Press release – Action for Economic Reforms – 16 November 2012
Vicente Fabe, chairman of Pakisama, an organization with a nationwide membership of 65, 000 farmers, said that the farmers support the sin tax bill sponsored by Senators Frank Drilon and Miriam Santiago.
Fabe said that the farmers will benefit from the sin taxes. He said that the “financing for universal health care to be sourced from the sin tax will principally go to the poorest, who are mainly farmers and their families.”
According to Fabe, the tobacco farmers in the North, including those belonging to Pakisama, are not threatened by the reduction of smoking and the drop in tobacco production.
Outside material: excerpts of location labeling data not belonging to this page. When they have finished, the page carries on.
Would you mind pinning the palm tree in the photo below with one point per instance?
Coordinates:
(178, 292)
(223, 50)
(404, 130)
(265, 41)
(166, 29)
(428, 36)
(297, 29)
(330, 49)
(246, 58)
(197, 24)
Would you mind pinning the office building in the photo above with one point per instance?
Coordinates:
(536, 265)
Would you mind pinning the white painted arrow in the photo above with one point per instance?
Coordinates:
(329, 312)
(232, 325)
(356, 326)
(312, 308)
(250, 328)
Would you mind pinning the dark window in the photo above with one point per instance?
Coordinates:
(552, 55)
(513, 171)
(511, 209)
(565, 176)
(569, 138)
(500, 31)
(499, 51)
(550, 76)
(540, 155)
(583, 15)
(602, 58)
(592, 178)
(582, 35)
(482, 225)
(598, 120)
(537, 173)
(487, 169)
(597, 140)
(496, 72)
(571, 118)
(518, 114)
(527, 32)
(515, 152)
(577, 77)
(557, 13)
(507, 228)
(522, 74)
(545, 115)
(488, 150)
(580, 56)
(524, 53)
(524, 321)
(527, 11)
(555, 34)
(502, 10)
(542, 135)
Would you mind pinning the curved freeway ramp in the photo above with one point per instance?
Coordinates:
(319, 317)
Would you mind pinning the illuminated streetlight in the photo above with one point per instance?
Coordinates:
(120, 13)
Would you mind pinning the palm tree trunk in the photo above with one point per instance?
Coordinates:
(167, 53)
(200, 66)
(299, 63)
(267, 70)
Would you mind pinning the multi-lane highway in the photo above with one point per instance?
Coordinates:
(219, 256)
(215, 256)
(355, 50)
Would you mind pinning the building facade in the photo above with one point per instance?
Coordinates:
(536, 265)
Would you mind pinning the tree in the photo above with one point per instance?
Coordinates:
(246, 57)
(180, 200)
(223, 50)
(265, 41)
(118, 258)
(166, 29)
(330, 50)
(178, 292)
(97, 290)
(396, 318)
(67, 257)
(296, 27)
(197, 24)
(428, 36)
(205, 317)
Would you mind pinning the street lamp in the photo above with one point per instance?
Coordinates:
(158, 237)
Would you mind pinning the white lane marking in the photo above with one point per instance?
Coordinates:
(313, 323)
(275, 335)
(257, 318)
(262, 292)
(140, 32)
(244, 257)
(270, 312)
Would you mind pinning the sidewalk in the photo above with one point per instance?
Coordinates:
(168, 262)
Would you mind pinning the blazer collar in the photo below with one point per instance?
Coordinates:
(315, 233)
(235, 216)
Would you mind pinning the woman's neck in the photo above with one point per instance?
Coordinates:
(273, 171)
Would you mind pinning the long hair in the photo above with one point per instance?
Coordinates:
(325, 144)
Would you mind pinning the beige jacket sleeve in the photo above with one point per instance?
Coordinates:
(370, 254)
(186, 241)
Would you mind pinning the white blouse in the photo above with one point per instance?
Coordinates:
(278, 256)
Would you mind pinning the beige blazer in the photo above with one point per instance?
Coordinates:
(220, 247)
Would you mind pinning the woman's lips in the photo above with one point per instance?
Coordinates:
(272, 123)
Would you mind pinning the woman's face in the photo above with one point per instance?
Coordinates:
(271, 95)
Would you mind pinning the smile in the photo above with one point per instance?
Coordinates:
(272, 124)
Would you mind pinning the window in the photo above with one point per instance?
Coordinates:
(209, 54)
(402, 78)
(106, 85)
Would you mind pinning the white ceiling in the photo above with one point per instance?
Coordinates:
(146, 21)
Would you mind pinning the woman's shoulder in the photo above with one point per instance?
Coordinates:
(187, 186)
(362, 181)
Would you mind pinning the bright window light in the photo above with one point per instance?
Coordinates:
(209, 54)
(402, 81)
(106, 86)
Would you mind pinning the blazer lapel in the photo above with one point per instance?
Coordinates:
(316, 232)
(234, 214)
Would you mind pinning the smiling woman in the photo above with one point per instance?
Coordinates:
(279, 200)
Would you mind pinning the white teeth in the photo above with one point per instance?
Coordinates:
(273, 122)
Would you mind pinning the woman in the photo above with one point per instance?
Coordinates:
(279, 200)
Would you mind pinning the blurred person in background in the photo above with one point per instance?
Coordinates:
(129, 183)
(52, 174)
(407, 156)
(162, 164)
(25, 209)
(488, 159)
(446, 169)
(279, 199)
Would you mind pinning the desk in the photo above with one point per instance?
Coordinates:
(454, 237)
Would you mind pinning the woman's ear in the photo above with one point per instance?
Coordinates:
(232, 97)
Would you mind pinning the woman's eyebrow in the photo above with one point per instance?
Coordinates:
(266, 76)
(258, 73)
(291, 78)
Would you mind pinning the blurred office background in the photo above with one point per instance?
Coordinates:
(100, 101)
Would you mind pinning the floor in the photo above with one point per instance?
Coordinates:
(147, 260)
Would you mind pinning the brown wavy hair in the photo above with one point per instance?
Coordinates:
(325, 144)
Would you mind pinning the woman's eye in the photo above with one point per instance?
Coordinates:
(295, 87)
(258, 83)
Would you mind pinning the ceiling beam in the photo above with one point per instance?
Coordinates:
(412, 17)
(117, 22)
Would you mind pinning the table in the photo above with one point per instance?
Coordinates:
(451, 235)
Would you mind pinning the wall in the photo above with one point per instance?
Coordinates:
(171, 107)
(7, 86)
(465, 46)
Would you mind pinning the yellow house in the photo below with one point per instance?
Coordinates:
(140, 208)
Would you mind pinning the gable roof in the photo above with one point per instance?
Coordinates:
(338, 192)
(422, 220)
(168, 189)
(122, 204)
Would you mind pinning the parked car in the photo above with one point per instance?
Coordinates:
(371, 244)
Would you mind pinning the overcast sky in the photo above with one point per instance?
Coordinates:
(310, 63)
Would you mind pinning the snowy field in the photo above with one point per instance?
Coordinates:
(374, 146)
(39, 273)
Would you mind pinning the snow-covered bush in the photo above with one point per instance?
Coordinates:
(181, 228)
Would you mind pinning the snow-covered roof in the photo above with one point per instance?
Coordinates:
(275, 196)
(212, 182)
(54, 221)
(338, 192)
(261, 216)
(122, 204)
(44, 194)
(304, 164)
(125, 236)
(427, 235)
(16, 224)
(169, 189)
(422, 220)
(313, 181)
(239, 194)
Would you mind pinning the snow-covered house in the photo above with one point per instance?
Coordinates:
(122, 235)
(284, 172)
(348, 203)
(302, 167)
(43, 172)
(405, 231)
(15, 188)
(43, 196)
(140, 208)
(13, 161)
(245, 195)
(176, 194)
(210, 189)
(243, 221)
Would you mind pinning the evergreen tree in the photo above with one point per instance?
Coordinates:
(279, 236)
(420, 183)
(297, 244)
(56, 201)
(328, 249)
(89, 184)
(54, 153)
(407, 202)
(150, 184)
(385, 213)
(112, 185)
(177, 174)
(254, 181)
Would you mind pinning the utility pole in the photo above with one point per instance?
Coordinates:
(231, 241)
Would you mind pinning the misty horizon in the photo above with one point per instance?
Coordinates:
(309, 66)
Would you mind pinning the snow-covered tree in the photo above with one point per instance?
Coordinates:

Fabe said that many of the farmers have in fact shifted to other crops because over the years, the “earnings from tobacco cultivation have decreased.” He added that if there was an increase in the price of tobacco leaf, this was because of the export demand, not because of local consumption.
Jo-ann Latuja of Action for Economic Reforms, confirmed what Mr. Fabe said: “Close to 80 percent of tobacco production is geared towards the export market. Hence, the threat that the tobacco farmers will suffer is an exaggerated one.”
Mr. Fabe was also happy that 15 percent of the additional revenues from the tobacco taxes will be directly allocated to the tobacco farmers. In the past, said Fabe, the tobacco farmers in the North did not benefit from the billions of earmarked funds. He said that he was optimistic that the transparency being promoted by Budget Secretary Butch Abad will result in the equitable and effective use of the earmarked funds for the alternative livelihood of farmers.
Mr. Fabe, who has been chairman of Pakisama for the last three years, also said that Pakisama will vote for the senators who will support the sin tax reform. “Our organization has a total membership of 65,000 farmers; about 2500 farmers and families of them are in the tobacco-growing provinces in the North.”
“Kukumbinsihin ko rin ang ibang grupong magsasaka na suportahan ang mga senador na sumasang-ayon sa sin tax. [I will convince other farmer organizations to support the senators who favor the sin tax.]” He said.
Quoting the Pakisama members in the North, he said, “The farmer organizations that oppose the sin tax are actually being exploited by politicians. It is the traditional politicians who have close connections with Philip Morris, not the tobacco farmers.”